The next stage of the walk from Hill End to Spaniard rocks saw an even greater reduction in the numbers of washed up starfish, and correspondingly greater concentrations of seashells in the strandlines, mostly empty shells of the bivalve Pharus legumen. The fine black detritus arranged itself in elaborate patterns mostly to do with the drainage of water back down the beach.
The sample of the fine dark particles that I took at the time, turns out to have a very interesting composition now I have had a chance to examine it under magnification back home. There is a fair proportion of small dark decaying wood fragments but most of the black material is composed of minute shiny hard particles of coal (what you might call coal dust). The coal is not difficult to account for since coal mining and its export from nearby docks was a major industry in the past. There are many ways the coal could have been accidentally deposited in the sea. Together with the coal dust there are various seeds that I am not able to identify and, most surprisingly of all, what seem to be myriads of delicate fish bones. In fact, so many small threadlike rib bones that the dried sample seemed to have a fibrous texture. Amazing.
These intricate and delicate structures are vertebrae from a fish. They seem both complex and beautiful. They are an example of the interesting and amazing things you can find washed up on strandlines if you only take a closer look. These backbones were still articulated and joined to the head (illustrated in the picture below). I am not certain, yet, what type of fish this is but I am going to find out when I can access the right literature; both the bones and the scales can provide clues for identification.

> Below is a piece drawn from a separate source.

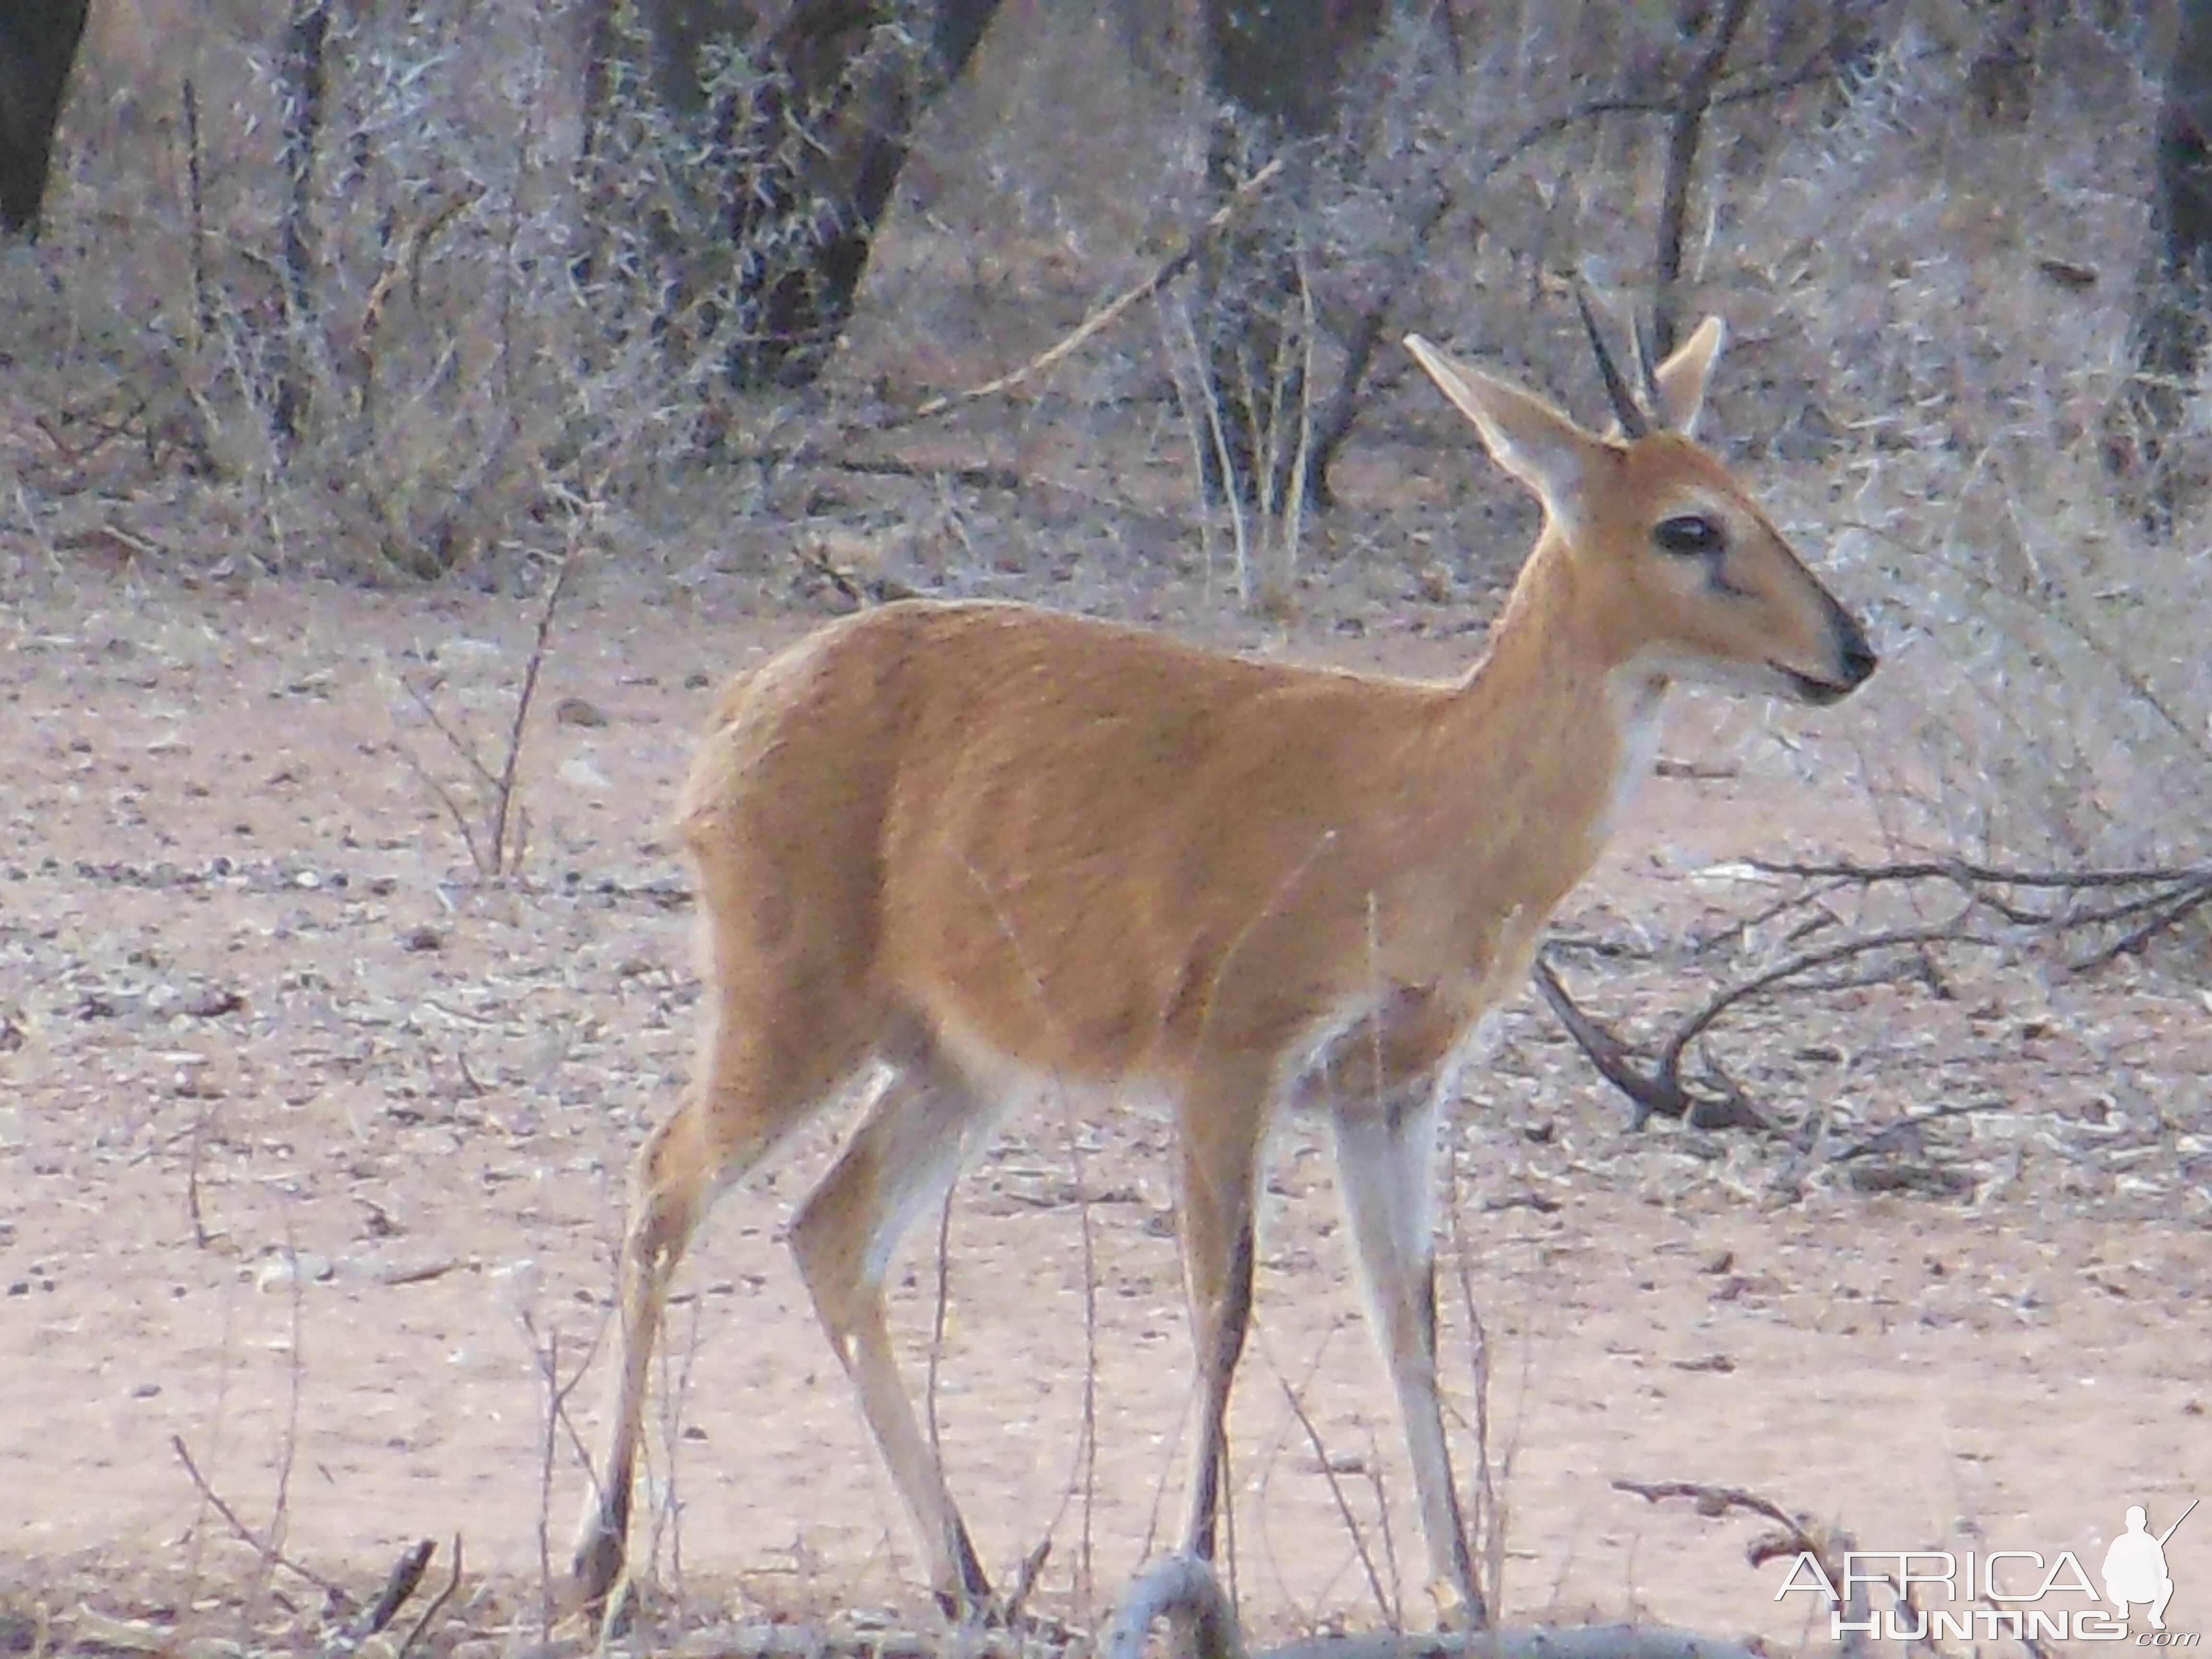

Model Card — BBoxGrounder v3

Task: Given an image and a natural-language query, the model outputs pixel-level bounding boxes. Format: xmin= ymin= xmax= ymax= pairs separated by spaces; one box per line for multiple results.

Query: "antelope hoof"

It would have been very easy to overlook these fishy remains on the beach. An entire mono-filament nylon fishing net, complete with the catch of fish, was washed ashore and mostly buried in the sand. Only a small portion of the net was visible above the surface. On close inspection, dead fish heads and bones were entangled in the mesh and protruding from the sand – as you can see in the photographs below. Some of the skin and scales remained but the meat had been removed. In the sand around the nets and bones are small holes where small seashore creatures, like the sandhopper amphipods, have burrowed into the sediments and feasted on the fish.